The change will affect YouTube API Services, which can be used by third parties like Social Blade to offer services such as live subscriber count analytics for any YouTube channel. Historically, the tool gave third parties access to precise subscriber count information that made live subscriber charts possible. Similar to the changes to Instagram’s API last year and as platforms continue to restrict access to data by third parties, marketers will need to increase their reliance on first-party data strategies and partners – if they haven’t done so already. Additionally, marketers need to understand how creators’ value extends far beyond their audience size as the optics of those metrics become outwardly less important, as seen with platforms like Instagram, Twitter, Reddit and now, YouTube, deprioritizing those metrics


ESPN’s Playing the Long Game on Snapchat

The Story

As part of ESPN’s digital strategy of meeting sports fans where they already are, the sports publisher continues to turn to Snapchat to create original shows. Currently, ESPN hosts four original series on the platform, each featuring unique topics and anchored by different ESPN personalities.

Talk to me about ESPN’s Snapchat strategy.

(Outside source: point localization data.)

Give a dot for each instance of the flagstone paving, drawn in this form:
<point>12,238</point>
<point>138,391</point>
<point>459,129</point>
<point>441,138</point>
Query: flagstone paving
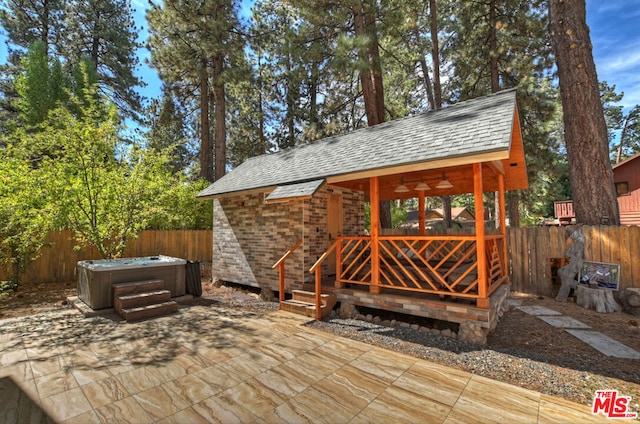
<point>212,364</point>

Over the past four years, ESPN has altered its strategy with the platform, creating more TV-like content instead of just linking to ESPN articles. From the launch of its Snapchat version of “College GameDay” in 2016 to its weekday afternoon show called “ESPN Daily” in 2018, each segment ladders up to ESPN’s overarching digital strategy.

What’s ESPN saying?

“Our overall strategy is to drive sports fandom on all locations. I can’t speak for others, but for us, we’re super excited and happy [with Snapchat]. We think it’s an audience we’ve really resonated with. I think we’ve just gotten smarter in terms of the pace, how fast each segment is and each scene is, even the graphics,” – Ryan Spoon, SVP of Digital and Social at ESPN.

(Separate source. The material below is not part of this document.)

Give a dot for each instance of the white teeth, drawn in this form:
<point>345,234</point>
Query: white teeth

Influencers and creators continue to be influential drivers of meaningful audience engagement and attention across all platforms – even Snapchat.

ESPN’s Snapchat strategy speaks to the value of being a first-mover and implementing a long-term “test-and-learn approach,” especially for cultivating a younger audience that will mature into older, long-term viewers.  Where ESPN has found value and success in its Snapchat strategy is in giving its fans an exclusive, behind-the-scenes look at the filming of certain shows through the lens of distinct on-air ESPN personalities, enabling ESPN to go beyond conversations about the game.